Digital services taxes adopted by India, Italy and Turkey discriminate against U.S. companies and are inconsistent with international tax principles, the U.S. Trade Representative’s (USTR) office said Wednesday, paving the way for potential retaliatory tariffs.
USTR, releasing the findings of its “Section 301” investigations into the digital taxes, said it was not taking specific actions at this time, but “will continue to evaluate all available options.”
The probes are among several still open in USTR's "Section 301," investigations that could lead to tariffs before U.S. President Donald Trump leaves office or early in the administration of President-elect Joe Biden. Among these is a more advanced probe into France’s digital services tax.
USTR had set a Jan. 6 deadline for implementing 25% tariffs on French cosmetics, handbags and other imports valued at around $1.3 billion annually in retaliation against the French digital taxes.
But it was unclear late on Wednesday whether collections of those duties would begin as scheduled. The spokesperson for USTR and Customs and Border Protection, the agency responsible for tariff collections, did not respond to multiple requests for comment.
France has not backed down from its plan to tax online giants, including Google, Amazon, Facebook and Apple.

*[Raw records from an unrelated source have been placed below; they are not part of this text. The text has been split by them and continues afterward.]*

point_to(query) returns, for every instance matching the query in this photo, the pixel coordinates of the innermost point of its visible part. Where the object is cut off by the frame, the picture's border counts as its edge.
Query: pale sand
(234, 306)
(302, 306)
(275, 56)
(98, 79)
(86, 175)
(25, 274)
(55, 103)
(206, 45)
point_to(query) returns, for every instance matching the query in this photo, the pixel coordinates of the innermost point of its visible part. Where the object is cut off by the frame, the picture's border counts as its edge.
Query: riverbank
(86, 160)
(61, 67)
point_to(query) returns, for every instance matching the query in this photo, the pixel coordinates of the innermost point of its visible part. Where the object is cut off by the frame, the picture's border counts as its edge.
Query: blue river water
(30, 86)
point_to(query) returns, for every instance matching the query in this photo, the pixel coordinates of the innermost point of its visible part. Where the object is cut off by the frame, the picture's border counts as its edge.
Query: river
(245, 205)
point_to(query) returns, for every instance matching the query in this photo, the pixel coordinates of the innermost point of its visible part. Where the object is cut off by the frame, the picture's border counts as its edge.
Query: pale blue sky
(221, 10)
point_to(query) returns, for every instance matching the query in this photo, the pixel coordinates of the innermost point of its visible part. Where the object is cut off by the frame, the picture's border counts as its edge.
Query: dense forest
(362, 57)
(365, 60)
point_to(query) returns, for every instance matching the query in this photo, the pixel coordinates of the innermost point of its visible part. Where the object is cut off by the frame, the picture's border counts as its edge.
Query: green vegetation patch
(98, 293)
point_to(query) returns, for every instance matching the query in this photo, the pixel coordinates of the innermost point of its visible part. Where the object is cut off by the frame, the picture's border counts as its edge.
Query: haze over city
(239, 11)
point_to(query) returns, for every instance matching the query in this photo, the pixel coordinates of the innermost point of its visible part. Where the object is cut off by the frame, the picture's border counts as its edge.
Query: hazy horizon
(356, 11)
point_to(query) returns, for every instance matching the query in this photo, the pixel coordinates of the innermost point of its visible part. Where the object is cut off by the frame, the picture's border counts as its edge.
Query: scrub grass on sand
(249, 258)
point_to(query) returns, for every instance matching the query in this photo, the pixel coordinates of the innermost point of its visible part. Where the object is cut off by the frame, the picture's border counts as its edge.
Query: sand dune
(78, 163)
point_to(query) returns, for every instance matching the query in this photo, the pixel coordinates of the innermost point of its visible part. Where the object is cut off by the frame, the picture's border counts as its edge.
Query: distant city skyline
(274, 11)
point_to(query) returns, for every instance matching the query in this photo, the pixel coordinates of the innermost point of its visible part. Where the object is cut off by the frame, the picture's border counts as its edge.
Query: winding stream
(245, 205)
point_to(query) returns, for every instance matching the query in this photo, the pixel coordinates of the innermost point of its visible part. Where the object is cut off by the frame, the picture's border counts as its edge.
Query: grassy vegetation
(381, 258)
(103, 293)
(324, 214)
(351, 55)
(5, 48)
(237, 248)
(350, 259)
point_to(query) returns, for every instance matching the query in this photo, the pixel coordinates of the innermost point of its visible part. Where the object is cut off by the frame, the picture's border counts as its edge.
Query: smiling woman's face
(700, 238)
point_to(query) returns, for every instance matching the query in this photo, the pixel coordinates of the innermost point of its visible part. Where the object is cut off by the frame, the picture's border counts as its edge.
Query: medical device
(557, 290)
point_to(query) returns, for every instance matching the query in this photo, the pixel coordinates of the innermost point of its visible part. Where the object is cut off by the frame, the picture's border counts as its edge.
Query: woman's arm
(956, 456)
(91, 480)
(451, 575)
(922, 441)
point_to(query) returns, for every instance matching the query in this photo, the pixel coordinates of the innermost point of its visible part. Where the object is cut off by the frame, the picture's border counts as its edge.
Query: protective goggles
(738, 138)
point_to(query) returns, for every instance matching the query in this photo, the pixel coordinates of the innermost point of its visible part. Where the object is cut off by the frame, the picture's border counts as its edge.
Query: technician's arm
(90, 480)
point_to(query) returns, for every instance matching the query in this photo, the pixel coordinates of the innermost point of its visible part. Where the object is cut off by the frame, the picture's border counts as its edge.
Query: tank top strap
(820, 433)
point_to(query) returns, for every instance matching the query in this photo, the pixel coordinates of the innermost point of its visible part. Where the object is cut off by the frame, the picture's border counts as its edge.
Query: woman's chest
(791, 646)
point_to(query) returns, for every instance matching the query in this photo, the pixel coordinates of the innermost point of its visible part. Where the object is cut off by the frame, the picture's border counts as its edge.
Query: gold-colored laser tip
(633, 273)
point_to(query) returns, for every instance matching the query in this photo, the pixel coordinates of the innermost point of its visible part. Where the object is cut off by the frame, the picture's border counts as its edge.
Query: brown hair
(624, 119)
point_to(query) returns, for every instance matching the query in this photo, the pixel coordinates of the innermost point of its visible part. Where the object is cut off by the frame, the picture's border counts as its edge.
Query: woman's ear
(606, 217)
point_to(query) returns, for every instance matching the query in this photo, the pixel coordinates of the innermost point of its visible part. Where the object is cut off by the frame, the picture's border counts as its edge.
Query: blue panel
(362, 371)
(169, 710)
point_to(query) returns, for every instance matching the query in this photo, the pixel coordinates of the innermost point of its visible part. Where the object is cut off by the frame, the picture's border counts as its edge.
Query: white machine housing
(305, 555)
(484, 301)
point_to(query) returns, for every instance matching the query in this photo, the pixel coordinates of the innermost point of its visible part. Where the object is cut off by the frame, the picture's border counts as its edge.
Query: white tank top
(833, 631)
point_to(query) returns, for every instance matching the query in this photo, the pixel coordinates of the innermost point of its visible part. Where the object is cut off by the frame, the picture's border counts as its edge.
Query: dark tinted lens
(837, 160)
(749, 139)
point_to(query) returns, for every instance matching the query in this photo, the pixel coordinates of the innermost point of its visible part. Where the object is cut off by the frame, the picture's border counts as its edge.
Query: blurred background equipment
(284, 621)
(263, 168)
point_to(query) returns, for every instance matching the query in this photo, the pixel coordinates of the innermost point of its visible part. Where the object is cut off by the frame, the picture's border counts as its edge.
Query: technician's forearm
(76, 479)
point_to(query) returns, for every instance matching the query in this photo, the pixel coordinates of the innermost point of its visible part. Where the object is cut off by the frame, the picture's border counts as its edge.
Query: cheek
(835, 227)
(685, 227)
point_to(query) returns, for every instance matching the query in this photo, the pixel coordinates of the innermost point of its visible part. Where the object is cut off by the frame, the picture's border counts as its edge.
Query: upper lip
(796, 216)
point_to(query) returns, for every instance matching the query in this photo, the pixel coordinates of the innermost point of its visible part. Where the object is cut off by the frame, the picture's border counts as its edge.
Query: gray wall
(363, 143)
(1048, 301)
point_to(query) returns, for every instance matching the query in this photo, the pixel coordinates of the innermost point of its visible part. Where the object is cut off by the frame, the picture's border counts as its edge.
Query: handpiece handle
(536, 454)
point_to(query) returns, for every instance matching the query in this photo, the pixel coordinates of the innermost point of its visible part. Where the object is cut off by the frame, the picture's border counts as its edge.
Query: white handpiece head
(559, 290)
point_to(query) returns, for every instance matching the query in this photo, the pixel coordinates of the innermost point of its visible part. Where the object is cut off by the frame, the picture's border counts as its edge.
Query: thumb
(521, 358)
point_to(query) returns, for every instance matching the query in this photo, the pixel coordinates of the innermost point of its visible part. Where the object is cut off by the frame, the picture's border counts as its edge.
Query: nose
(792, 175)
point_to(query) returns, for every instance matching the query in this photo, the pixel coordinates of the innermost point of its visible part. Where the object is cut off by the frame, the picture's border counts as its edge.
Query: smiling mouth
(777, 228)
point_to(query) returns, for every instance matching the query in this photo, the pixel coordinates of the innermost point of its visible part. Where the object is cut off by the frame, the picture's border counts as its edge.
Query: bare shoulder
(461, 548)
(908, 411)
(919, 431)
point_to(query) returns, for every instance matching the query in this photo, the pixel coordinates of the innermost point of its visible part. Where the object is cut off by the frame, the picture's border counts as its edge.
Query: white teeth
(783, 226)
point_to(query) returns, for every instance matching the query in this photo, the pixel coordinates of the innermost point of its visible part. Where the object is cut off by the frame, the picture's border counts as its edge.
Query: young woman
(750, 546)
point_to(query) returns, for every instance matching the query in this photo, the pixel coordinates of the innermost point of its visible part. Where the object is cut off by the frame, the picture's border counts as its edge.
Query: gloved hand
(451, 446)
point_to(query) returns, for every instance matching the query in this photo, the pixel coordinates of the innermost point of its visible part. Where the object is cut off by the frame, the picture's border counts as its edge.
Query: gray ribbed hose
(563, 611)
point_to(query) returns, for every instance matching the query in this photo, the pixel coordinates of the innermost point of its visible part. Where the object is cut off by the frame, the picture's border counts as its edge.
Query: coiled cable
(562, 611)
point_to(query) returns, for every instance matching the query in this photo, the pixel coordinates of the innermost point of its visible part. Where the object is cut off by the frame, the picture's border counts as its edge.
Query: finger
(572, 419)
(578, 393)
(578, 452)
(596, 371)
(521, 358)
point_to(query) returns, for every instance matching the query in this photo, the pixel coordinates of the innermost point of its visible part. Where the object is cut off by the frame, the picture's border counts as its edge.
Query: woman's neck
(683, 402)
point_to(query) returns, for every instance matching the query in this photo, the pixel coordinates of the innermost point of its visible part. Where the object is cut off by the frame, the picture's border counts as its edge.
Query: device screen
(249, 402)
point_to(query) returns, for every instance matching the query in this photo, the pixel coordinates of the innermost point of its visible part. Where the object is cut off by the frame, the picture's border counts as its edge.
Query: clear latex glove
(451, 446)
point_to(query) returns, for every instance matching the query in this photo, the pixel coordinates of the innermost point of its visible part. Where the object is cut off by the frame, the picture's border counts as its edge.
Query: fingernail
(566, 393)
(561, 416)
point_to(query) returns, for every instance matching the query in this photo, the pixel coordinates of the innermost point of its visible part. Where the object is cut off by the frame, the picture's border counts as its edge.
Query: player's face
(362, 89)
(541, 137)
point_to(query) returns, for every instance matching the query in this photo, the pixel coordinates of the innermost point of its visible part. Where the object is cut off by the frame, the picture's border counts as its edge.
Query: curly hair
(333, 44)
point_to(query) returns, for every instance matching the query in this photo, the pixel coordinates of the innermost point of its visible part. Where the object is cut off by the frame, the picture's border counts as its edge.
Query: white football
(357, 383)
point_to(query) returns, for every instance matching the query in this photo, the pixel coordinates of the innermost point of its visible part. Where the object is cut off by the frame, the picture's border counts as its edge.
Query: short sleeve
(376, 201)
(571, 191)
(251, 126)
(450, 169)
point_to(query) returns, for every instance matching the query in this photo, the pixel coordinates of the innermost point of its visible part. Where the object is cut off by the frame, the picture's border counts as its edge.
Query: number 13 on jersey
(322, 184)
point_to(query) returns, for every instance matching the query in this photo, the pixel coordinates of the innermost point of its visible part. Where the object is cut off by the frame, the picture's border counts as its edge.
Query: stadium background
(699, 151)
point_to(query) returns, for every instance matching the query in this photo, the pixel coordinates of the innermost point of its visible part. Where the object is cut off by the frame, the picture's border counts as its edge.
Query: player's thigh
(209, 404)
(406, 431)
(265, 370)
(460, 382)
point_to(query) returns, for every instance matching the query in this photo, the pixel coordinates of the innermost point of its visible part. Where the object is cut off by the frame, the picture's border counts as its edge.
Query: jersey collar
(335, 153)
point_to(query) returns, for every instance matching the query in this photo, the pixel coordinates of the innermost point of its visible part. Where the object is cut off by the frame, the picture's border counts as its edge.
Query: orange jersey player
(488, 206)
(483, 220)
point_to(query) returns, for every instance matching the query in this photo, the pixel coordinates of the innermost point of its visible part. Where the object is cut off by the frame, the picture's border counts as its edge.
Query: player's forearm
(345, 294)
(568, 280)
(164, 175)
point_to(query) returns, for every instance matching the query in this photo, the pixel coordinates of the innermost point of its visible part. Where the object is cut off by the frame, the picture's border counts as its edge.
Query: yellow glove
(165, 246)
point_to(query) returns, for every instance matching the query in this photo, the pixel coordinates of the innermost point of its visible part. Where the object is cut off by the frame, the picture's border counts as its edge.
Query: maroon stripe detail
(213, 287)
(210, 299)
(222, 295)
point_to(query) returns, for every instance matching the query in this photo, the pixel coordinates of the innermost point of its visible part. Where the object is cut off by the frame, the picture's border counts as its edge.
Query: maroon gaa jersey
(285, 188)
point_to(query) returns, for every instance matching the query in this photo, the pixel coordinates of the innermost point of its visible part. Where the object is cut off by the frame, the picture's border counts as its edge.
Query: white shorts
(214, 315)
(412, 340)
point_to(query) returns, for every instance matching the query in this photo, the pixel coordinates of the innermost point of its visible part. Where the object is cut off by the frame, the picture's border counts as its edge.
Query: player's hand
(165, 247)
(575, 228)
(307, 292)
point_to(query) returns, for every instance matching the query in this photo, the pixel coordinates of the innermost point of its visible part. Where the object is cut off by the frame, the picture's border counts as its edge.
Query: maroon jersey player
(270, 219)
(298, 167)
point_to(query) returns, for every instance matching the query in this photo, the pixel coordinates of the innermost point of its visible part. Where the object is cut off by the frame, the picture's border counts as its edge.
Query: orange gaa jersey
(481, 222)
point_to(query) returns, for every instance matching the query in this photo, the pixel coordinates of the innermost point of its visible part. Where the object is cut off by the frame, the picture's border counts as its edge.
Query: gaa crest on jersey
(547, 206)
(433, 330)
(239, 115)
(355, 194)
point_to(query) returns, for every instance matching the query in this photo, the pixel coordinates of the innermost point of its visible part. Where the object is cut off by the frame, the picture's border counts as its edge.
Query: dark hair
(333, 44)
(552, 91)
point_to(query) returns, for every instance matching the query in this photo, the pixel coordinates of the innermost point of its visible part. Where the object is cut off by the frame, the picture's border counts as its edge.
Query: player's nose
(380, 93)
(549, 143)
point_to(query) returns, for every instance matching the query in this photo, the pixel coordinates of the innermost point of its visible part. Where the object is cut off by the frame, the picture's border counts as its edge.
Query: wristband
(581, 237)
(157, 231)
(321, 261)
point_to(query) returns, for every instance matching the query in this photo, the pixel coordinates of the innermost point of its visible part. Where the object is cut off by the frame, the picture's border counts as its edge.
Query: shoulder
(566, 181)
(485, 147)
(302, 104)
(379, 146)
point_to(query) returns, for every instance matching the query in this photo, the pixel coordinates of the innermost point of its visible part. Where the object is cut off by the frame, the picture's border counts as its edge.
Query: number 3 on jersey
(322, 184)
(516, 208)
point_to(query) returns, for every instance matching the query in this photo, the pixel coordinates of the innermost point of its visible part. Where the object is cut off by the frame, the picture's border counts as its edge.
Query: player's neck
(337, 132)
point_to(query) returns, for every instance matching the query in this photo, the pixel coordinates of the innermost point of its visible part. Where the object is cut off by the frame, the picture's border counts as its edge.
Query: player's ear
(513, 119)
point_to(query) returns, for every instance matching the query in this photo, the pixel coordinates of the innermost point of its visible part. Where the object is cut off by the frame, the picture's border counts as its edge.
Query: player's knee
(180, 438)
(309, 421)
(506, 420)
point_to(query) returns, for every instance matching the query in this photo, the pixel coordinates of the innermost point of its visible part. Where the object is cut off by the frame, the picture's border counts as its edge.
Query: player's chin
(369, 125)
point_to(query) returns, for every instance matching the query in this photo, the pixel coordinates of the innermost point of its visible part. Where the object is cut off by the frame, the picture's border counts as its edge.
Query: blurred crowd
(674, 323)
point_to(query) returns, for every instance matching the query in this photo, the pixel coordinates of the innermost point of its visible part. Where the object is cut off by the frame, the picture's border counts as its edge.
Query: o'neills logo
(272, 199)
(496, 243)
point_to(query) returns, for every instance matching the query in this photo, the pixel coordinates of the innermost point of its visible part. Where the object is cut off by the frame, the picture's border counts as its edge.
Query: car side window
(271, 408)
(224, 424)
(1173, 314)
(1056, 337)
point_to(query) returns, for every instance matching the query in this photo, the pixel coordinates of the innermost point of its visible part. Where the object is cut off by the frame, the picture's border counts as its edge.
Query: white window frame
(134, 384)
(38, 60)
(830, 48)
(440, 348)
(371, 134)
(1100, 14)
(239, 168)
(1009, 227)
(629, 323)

France and other European countries imposed the levies after intense public pressure to make U.S. multinationals pay a larger share of their revenues in taxes in the countries where they operate.
USTR has concluded the digital taxes imposed by France, India, Italy and Turkey discriminate against big U.S. tech firms, such as Google, Facebook, Apple and Amazon.
In the latest report, it also said the Indian, Italian and Turkish taxes were “unreasonable” because they are “inconsistent with principles of international taxation, including due to its application to revenue rather than income, extraterritorial application and failure to provide tax certainty.”
Turkey’s Parliament in November 2019 passed new laws on tax regulations including new levies on digital services.
The regulation saw a 7.5% tax on digital advertising and content. The tax includes all manners of online advertisements and services that allow any digital content to be listened to, watched or downloaded.
In addition, the Organisation for Economic Co-operation and Development (OECD) has been trying to find a compromise among more than 135 countries on digital taxes, spurred by longstanding demands from France and other European Union nations for U.S. digital giants like Amazon and Google to pay their fair share. The U.S., however, has resisted.
The Paris-based organization has warned that failure to adopt the tax overhaul would make the economic recovery from COVID-19 harder.
It had said the global tax overhaul could be implemented by mid-2021 if an agreement is reached. The group estimated the measures could raise an extra $100 billion in corporate tax revenues annually.